OVERLAND PARK, Kan. -- Three years ago Lacey Deardoff lay in a hospital bed in critical condition after being hit by a car on Interstate 435.

She was a good Samaritan who stopped to help another motorist who had been in a car crash when she was hit and left close to death.

Not only did Deardoff survive, she is better than ever. If not for a few faint scars, you would never know she has been through such trauma, and says the most difficult thing now is wondering why she lived when so many others in her situation don't make it.

Three years ago when she was in intensive care at Overland Park Regional Medical Center, FOX 4 was not allowed to video her face that had been so badly damaged when she was hit by a car. But as she gave us a thumbs up, there was a glimpse of her killer smile, which was immediately recognizable when FOX 4’s Shannon O’Brien spoke with her on Monday.

"The last three years has been a whirlwind,” she said.

“I have seen what it is like laying in a hospital bed and your world is just completely turned upside down, so to be here and to be where I am at is huge."

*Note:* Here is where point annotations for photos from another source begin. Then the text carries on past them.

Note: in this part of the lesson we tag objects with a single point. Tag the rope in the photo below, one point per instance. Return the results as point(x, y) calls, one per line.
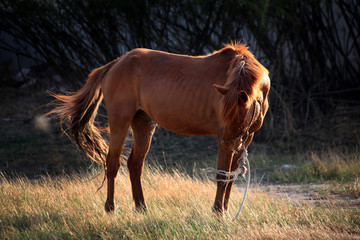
point(234, 174)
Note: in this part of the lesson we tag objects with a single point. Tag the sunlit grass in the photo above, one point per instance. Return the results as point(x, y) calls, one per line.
point(179, 207)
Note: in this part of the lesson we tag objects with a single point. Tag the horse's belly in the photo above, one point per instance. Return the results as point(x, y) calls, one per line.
point(184, 122)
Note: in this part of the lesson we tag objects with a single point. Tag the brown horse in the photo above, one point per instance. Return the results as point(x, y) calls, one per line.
point(223, 94)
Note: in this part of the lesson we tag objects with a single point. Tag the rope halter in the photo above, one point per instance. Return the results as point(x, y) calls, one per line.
point(243, 136)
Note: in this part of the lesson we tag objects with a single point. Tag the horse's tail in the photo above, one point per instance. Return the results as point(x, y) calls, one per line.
point(78, 110)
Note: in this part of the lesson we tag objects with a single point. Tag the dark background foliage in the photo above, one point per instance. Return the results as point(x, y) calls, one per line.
point(311, 49)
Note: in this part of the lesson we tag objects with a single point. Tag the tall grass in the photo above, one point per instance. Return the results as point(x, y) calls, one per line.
point(179, 207)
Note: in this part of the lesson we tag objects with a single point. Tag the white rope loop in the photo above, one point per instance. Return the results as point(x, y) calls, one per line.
point(243, 160)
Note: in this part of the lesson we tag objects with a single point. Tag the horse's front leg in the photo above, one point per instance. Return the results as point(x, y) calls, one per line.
point(224, 163)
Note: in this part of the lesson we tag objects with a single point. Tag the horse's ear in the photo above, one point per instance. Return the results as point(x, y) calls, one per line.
point(243, 97)
point(221, 89)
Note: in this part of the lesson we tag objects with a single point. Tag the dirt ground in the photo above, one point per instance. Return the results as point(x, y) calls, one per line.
point(320, 194)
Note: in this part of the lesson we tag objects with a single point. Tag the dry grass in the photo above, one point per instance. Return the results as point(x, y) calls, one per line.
point(178, 208)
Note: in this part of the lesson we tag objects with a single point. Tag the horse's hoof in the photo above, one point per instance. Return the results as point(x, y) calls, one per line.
point(109, 207)
point(218, 211)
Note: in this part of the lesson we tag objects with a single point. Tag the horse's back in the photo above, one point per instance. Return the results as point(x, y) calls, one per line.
point(176, 91)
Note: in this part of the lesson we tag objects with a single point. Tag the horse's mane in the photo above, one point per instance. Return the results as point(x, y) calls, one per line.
point(244, 74)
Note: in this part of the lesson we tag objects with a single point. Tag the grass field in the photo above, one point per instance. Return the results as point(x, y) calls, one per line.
point(321, 198)
point(179, 207)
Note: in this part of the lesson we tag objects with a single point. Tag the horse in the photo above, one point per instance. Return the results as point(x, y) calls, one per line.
point(224, 93)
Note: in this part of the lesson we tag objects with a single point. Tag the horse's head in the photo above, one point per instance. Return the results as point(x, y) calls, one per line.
point(242, 113)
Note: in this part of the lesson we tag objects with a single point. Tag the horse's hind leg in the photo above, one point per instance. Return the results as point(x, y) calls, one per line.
point(118, 130)
point(142, 129)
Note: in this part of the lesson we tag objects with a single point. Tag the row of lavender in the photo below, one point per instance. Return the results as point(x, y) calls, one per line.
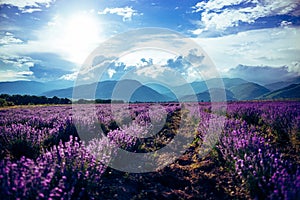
point(42, 157)
point(61, 152)
point(261, 142)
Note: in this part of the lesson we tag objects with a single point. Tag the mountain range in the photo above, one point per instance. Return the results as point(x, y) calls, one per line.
point(134, 91)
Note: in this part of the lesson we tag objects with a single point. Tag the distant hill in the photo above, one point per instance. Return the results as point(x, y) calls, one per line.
point(166, 90)
point(291, 91)
point(202, 86)
point(125, 90)
point(206, 95)
point(22, 87)
point(282, 84)
point(248, 91)
point(236, 89)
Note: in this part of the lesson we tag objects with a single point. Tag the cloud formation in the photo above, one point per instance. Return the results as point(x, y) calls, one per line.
point(126, 12)
point(28, 6)
point(8, 38)
point(266, 47)
point(220, 15)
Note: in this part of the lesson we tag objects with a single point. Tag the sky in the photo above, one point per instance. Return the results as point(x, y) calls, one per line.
point(49, 40)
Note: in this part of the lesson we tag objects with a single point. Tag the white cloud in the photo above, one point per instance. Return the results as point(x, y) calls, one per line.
point(265, 47)
point(8, 38)
point(126, 12)
point(220, 15)
point(72, 37)
point(31, 10)
point(111, 72)
point(10, 75)
point(69, 77)
point(27, 3)
point(28, 6)
point(17, 61)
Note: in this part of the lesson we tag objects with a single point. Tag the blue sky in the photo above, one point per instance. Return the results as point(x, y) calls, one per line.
point(45, 40)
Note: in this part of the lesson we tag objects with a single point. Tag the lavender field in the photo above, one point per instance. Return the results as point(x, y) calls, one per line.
point(50, 152)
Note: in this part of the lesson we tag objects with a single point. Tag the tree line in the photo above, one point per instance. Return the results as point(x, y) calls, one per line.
point(11, 100)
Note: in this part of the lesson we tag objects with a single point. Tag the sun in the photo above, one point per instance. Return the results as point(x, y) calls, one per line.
point(81, 33)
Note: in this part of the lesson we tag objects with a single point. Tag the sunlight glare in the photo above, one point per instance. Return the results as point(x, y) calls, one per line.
point(81, 35)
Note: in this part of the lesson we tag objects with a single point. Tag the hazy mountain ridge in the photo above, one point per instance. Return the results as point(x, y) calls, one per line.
point(291, 91)
point(235, 89)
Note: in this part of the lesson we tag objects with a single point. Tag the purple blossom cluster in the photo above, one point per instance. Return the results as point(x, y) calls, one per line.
point(61, 152)
point(261, 163)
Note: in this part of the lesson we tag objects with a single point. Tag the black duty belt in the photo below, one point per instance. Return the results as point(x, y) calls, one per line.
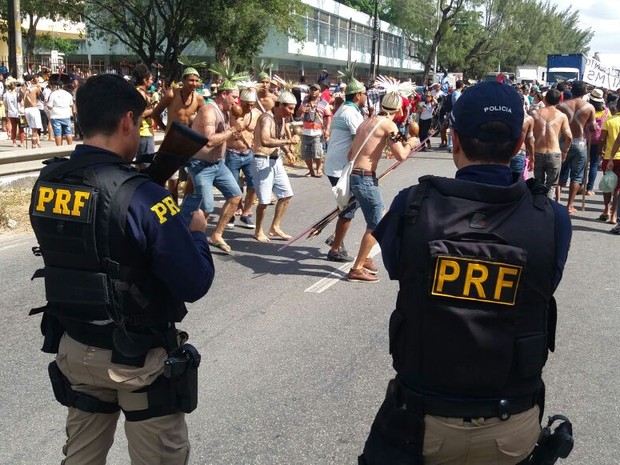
point(361, 172)
point(468, 408)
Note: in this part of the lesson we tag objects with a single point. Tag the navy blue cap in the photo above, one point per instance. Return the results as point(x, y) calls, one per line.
point(488, 102)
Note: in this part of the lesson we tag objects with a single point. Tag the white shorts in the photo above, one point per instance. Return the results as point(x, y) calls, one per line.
point(33, 118)
point(269, 176)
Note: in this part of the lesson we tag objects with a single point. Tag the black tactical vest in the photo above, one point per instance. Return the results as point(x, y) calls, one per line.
point(477, 265)
point(92, 273)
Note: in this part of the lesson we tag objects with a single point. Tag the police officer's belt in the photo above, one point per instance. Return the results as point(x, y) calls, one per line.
point(466, 408)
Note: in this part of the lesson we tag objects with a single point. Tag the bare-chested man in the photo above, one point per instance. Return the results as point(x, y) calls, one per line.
point(239, 154)
point(270, 141)
point(207, 167)
point(182, 104)
point(581, 116)
point(549, 123)
point(368, 144)
point(32, 93)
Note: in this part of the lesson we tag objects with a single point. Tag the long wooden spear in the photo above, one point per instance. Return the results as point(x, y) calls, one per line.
point(316, 229)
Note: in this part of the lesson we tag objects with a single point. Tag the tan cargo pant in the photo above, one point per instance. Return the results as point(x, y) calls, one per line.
point(454, 441)
point(156, 441)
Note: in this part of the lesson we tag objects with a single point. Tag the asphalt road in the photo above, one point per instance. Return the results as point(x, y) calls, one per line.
point(295, 364)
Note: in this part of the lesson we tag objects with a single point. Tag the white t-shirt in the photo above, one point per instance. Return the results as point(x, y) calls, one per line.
point(10, 104)
point(60, 103)
point(344, 126)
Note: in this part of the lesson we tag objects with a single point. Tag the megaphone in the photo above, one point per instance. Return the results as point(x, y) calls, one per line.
point(178, 146)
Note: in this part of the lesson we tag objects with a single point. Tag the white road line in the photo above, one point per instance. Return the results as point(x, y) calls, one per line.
point(17, 243)
point(325, 283)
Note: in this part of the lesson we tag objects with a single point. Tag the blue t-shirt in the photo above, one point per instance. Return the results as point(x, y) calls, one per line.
point(496, 175)
point(179, 258)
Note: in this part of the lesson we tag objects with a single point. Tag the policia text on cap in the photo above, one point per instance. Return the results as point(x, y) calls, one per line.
point(106, 235)
point(478, 259)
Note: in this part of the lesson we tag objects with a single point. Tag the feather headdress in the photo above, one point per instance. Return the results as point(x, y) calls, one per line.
point(286, 95)
point(348, 77)
point(394, 91)
point(247, 90)
point(263, 70)
point(229, 75)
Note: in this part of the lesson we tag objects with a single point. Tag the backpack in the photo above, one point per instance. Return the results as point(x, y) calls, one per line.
point(596, 135)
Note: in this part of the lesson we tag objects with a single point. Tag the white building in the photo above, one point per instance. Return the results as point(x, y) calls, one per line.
point(335, 34)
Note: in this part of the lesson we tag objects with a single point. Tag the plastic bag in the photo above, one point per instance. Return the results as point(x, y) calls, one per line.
point(342, 189)
point(608, 182)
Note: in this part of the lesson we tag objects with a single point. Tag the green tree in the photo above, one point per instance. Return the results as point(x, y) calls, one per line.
point(148, 28)
point(237, 29)
point(32, 11)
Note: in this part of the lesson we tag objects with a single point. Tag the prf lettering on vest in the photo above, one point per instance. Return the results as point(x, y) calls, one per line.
point(165, 209)
point(63, 201)
point(479, 280)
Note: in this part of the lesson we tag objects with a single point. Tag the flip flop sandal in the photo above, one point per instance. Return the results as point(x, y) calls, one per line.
point(223, 246)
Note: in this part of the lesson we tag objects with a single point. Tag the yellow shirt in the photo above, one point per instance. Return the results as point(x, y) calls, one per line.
point(612, 127)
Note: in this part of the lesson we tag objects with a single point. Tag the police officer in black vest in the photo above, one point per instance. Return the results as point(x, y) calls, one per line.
point(119, 265)
point(478, 259)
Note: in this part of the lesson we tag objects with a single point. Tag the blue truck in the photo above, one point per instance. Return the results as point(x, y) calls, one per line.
point(565, 67)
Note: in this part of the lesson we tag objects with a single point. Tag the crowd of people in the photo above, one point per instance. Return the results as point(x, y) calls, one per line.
point(478, 258)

Deardoff was on her way to work May 24, 2014, when she stopped on I-435 to help a woman who had been in a car crash. A van swerved to avoid debris on the roadway and hit Deardoff, critically injuring the then 24-year-old. It would be the start of a long journey to recovery where she would learn to walk, talk and live again.

“When I was in ICU I wasn't too motivated, I was still sad and upset and trying to wrap my mind around everything. But once I got to Madonna, to the rehab facility, I saw a lot of people who were in worse conditions than I was, and that's when I was like, alright, let’s do this,” Deardoff said.

Since the accident, Deardoff not only learned to walk and talk again, she earned her master’s degree in health care administration and a promotion at Quintiles, where she worked before the accident. They are all things she says would not have happened if not for her new outlook on life.

"I hated that comment in the hospital, and people would say everything happens for a reason, and I hated it because I am thinking I am in the hospital bed, you aren't, so why did this happen? But now I am starting to see some truth in that,” she said.

Deardoff says even with all she has been through she does not regret stopping to help the woman who had been in the wreck. She says she would do it again, because we are supposed to help others.